Chroniques

par bertrand bolognesi

Quatuor Ellipse
Marie-Catherine Girod et Antoine Pierlot

œuvres de Joseph Boulnois, Gustave Samazeuilh et Louis Vierne
Festival de Radio France et Montpellier Languedoc-Roussillon / Corum
- 22 juillet 2014
superbe Quintette op.42 de Vierne par l'excellent Quatuor Ellipse !
© dr

Au terme d’une semaine de concert se dessinent assez évidemment les grandes lignes qui marqueront cette vingt-neuvième édition du Festival de Radio France et Montpellier Languedoc-Roussillon : outre l’axe du violon, filé sur plusieurs étés (et peut-être pas aussi déterminant qu’il s’annonçait) [lire notre chronique du 19 juillet 2014 et écouter la retransmission disponible sur le site de France Musique], se trouvent explorées diverses autres thématiques, comme la Méditerranée, le centenaire de la Première Guerre mondiale et nos amies créatrices [lire notre chronique du 16 juillet 2014]. À cinq jours de la clôture de l’événement, le signataire de ces lignes sera la troisième plume de notre média à le chroniquer, ouvrant sa présence in loco par le cinquième volet Autour de 1914, après un rendez-vous de l’INA et la soirée du 16 (Liebeszauber de Rudi Stephan ; écouter], le rendez-vous chambriste d’hier (Caplet, Debussy, Devaere, Ravel) et le concert du soir, ouvert par le Chant funèbre d’Albéric Magnard [lire notre chronique de la veille ; écouter].

En mourant de la grippe espagnole à quelques jours de l’Armistice, l’organiste et compositeur picard Joseph Boulnois (1884-1918), à ce moment-là sergent-infirmier, laissait à peine une vingtaine d’opus dont la plupart sont écrits pour un effectif de chambre ou instrument solo (il faut compter quatre pages d’orchestre, dont l’une est inachevée, et un opéra).
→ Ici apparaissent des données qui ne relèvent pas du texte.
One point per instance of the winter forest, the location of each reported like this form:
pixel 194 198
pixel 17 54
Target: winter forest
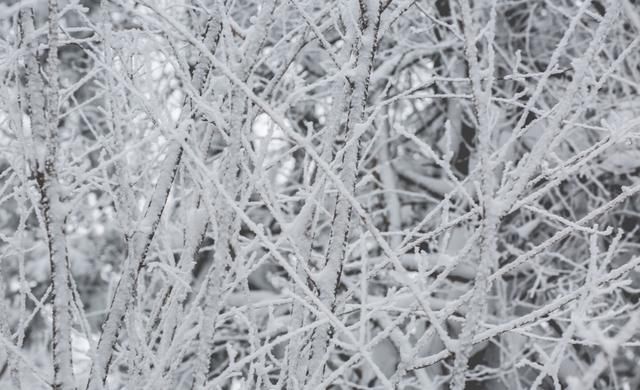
pixel 319 194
Sa Sonate en sol mineur pour violoncelle et piano date de septembre 1917. Une grave introduction du violoncelle l’ouvre (Andante tranquillo), bien tenue par Antoine Pierlot. Mais dès que le mouvement s’engage plus avant (Allegro moderato), le musicien semble s’emballer : la sonorité perd du corps, l’aigu est heurté, voire faux. Il se reprend dès après, mais non durablement. De son côté, Marie-Catherine Girod, la pianiste des trois pièces au programme, tisse un ostinato robuste et conclut bientôt dans un frémissement lumineux ce premier épisode. Au Choral succède un Scherzo farouchement rythmique, enfin la franche jubilation du Final (Allegro deciso).

Des trois séquences à former Le chant de la mer, conçues en 1918-19 sur la côte basque par Gustave Samazeuilh (1877-1967), par ailleurs critique musical célèbre en son temps, nous entendons la dernière, Tempête et lever du jour sur les flots, dont le caractère volontiers fougueux est parfaitement servi par Marie-Catherine Girod. Il y a du vieux Liszt dans le grave vrombissement initial, danger de tremblants organistiques où les souvenirs de Dukas et de Debussy viennent soudain ciseler différents plans dans une emphase retenue.

Enfin, le moment-clé de cette fin d’après-midi : le Quintette en ut mineur pour piano et cordes Op.42 de Louis Vierne, dédicacé « à la mémoire de mon cher fils Jacques, mort pour la France à dix-sept ans », un an avant les signatures de Rethondes, jour pour jour – de cette œuvre ô combien sensible qu’il désigna par le terme Ex Voto, nous entendions avec avantage l’interprétation remarquable du Quatuor Danel, ce printemps [lire notre chronique du 26 mars 2014]. La pianiste impose une douce autorité au Poco lento qui amorce le Moderato, jeu de répons sur un modèle liturgique. Sans surenchère mais bien plutôt dans un soin minutieux de l’équilibre, le Quatuor Ellipse [photo], fondé il n’y a que deux ans, déploie un coloris délicat, distillé par l’extrême tendresse de Lyodoh Kaneko (premier violon) et l’infaillible sûreté de Florent Carrière (violoncelle). Après une conclusion dans une demi-teinte opalescente, à peine souligné d’un discret tremolo, s’enchaîne le chant recueilli d’Allan Swieton (alto), comme du bout des lèvres (Larghetto sostenuto), relayé par l’âpre commentaire du tutti. Un Allegro molto risoluto finit ce quintette dont les interprètes soulignent la révolte échevelée, fugato fiévreux. Bravo !

L’Orchestre national de France et Gianandrea Noseda traiteront encore demain soir la thématique Autour de 1914 (Casella, Debussy, Rachmaninov), mais déjà nous vous invitons à écouter le présent concert à 12h35 sur les ondes citées plus haut.